Some things to take away from this chart:

  1. If you award five points for first place, three points for second place, and one point for third place, you get: Boston 57, Syracuse/Philadelphia 76ers 26, Philadelphia/San Francisco Warriors 11, New York and St. Louis 7, Los Angeles 5, and Cincinnati 4. Yes, you are reading that right: Boston garnered just under half of all the available award points by themselves.
  2. In the seasons Russell and Chamberlain played together (1960-69), Boston garnered 48 points, Wilt’s teams (Philadelphia/San Francisco Warriors 1960-64, Philadelphia 76ers 1965-68, Los Angeles Lakers 1969) got 15.
  3. Boston’s SRS in the Russell era fell below 5.0 only four times. By contrast, every other team listed here exceeded 5.0 only three times, with the 1968 Lakers earning an SRS of exactly 5.0.

That was the NBA in the old days, with many fewer teams. What has the last thirteen seasons looked like?


Applying the same award points system from above: San Antonio 33, Los Angeles Lakers 13, Sacramento 12, Dallas 10, Boston and Cleveland 8, Portland 6, Miami and Orlando 5, Phoenix and Utah 4, Chicago, Detroit and Minnesota 3.

Boston captured 57 rating points from 1957-69 based on SRS. From 1999-2011, the Los Angeles Lakers, Sacramento Kings, and San Antonio Spurs won 58 rating points on the same basis. These three (really two) teams were 9-2 in the NBA Finals; Boston was 11-1 during the Russell era. I don’t see how Boston did this without an enormous advantage in overall talent, relative to their competition. Consider: from 1999 to 2011 no #1 team enjoyed a greater gap than +2.0 in SRS points. From 1957-66 Boston was #1 in the SRS and in those ten seasons, the #2 got within +2.0 only twice. How does it not follow that Boston’s talent was head and shoulders above everyone else nearly every season?

Before I leave SRS:
  • In 1968, Wilt’s Philadelphia’s 76ers earned an SRS of 8.0, which was double the SRS of the Celtics. It was the one and only time Wilt’s team enjoyed a clear advantage in talent. By contrast, the Celtics enjoyed a +4 (or greater) SRS margin over Wilt’s teams five times.
  • In 1966, the Celtics’ SRS was 4.3, the 76ers’ SRS was 4.2. Dead heat.
  • In 1967, the 76ers’ monster season of 68-13, the Celtics did pretty well to get 60-21. The SRS ratings were even closer: Philadelphia 8.5, Boston 7.2 – this was the third-closest SRS gap from #1 to #2 in the 1960’s.
  • The 1969 Lakers didn’t make the SRS top three in an unusually crowded top of the standings, but their SRS was 3.8 – only 1.6 SRS points behind Boston.
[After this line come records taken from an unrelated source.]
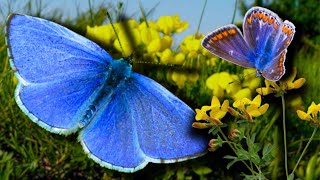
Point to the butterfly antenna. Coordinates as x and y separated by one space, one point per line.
204 7
234 11
143 13
241 77
115 32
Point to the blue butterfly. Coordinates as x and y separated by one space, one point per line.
263 46
68 83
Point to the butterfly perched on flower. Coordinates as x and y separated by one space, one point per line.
67 84
263 45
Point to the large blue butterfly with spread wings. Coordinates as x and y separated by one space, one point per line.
263 46
68 83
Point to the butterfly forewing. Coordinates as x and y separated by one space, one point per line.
58 71
228 43
143 122
260 29
284 37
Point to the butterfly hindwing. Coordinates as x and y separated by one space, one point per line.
228 43
284 37
275 69
142 123
58 71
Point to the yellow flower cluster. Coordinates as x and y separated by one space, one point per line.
312 114
282 86
248 109
154 38
223 84
212 115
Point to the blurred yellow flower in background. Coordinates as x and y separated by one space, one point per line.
171 24
250 79
103 34
191 46
221 82
281 86
311 114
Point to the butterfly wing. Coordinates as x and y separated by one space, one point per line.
143 122
228 43
269 37
58 71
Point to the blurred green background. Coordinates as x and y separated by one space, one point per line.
28 151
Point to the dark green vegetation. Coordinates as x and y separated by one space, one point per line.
28 151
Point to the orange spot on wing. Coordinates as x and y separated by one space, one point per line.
275 25
225 33
231 31
288 42
260 15
215 38
271 20
281 62
249 20
220 36
265 17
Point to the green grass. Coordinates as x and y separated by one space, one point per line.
29 151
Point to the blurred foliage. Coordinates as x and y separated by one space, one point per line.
28 151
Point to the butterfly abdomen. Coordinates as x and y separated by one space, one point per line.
117 72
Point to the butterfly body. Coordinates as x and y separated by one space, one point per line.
263 44
114 81
69 84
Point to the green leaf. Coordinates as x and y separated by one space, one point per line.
231 163
220 141
214 130
202 170
267 153
230 157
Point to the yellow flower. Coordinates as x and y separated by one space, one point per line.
211 114
281 86
166 42
295 102
311 115
250 79
171 24
220 83
127 45
103 34
179 58
242 93
233 134
191 45
180 78
249 109
212 61
213 145
152 25
166 57
154 46
148 35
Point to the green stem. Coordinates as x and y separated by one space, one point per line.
284 134
204 7
226 139
304 150
234 11
91 13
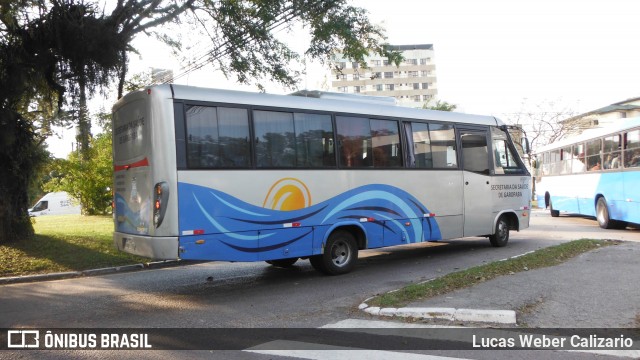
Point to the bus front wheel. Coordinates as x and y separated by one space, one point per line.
339 256
501 235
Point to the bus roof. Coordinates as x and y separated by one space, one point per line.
337 104
618 126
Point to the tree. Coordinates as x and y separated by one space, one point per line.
58 50
440 105
545 122
87 179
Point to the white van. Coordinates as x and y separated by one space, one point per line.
56 203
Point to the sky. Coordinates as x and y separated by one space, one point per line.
493 57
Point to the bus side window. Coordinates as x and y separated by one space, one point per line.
594 155
314 140
443 146
611 154
275 139
475 154
385 143
354 142
217 137
504 160
632 149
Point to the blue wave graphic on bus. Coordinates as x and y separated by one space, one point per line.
128 220
250 229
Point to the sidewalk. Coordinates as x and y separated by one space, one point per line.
598 289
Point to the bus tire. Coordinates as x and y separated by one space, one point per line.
554 213
602 215
283 263
500 236
339 256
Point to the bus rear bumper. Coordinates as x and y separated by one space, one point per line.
154 247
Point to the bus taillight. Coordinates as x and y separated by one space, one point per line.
161 198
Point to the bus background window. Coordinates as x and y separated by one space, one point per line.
474 152
594 155
611 153
443 146
418 146
555 161
578 159
566 157
354 136
385 141
504 161
632 149
314 140
546 165
217 137
275 139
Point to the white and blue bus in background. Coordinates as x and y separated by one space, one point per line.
596 174
204 174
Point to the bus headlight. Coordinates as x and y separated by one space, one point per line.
160 202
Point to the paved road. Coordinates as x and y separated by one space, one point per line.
255 295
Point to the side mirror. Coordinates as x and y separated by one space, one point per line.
525 145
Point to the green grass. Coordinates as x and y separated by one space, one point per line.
546 257
64 243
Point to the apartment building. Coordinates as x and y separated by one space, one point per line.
412 83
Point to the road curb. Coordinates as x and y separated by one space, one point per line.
90 272
449 314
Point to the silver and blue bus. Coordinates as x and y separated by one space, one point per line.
595 174
205 174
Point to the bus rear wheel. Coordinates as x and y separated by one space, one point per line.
284 263
602 215
501 235
339 256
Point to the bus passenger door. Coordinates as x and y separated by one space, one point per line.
478 216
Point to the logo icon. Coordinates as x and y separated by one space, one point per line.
288 194
22 339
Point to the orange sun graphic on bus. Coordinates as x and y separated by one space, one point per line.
288 194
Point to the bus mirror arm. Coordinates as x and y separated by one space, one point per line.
524 141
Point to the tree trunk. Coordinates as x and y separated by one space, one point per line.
18 156
84 122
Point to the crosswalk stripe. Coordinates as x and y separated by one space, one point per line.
326 352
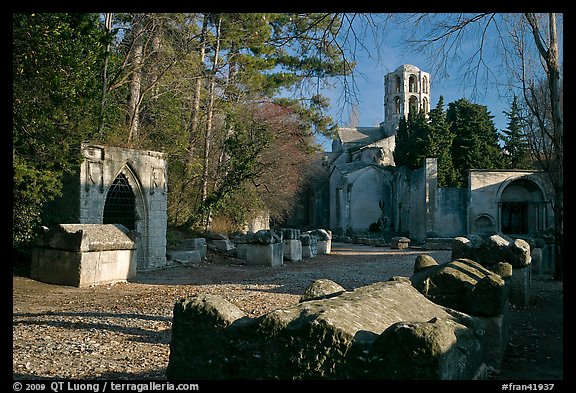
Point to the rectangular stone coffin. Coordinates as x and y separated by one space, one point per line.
264 254
292 250
324 247
81 255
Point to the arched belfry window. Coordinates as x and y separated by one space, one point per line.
397 105
120 205
413 104
412 87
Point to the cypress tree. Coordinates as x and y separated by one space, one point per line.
476 141
517 153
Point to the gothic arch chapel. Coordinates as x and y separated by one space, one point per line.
366 190
116 185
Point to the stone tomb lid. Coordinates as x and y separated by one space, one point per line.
88 237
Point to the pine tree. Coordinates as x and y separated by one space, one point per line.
439 144
476 142
515 142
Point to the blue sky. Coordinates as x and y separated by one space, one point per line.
370 88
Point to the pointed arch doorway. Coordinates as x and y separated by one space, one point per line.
125 205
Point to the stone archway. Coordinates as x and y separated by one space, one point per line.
522 208
125 205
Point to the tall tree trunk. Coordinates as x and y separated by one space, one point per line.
108 28
136 81
194 118
209 117
551 59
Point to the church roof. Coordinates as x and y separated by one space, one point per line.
354 166
361 135
407 68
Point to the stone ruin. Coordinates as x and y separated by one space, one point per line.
468 287
496 249
386 330
81 255
271 247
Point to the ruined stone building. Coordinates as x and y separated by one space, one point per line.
116 185
365 191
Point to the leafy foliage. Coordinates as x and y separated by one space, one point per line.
56 61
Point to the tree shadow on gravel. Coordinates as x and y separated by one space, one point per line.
137 334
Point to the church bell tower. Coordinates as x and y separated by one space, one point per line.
405 89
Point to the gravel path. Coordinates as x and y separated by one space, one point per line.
122 331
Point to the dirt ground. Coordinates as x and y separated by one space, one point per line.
121 331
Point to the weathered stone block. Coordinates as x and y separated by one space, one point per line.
198 244
349 336
400 242
190 257
520 289
264 254
465 286
292 250
242 251
324 247
84 254
223 244
321 289
290 234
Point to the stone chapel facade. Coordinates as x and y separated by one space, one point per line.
364 189
116 185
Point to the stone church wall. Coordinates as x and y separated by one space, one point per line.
85 193
449 213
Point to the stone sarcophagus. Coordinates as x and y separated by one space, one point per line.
81 255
To sum up: on five occasions, Boston had clearly superior talent to Wilt’s teams. In 1964 and 1969 Boston was superior, but not decisively. In 1966, the talent was level. In 1967, Wilt’s 76ers were superior but not decisively, to the Celtics. In 1968, Philadelphia was clearly superior to Boston.

So that’s +7=1-2, in Russell’s favor. Pushing that grade in Wilt’s direction makes it +5=4-1, still in Russell’s favor.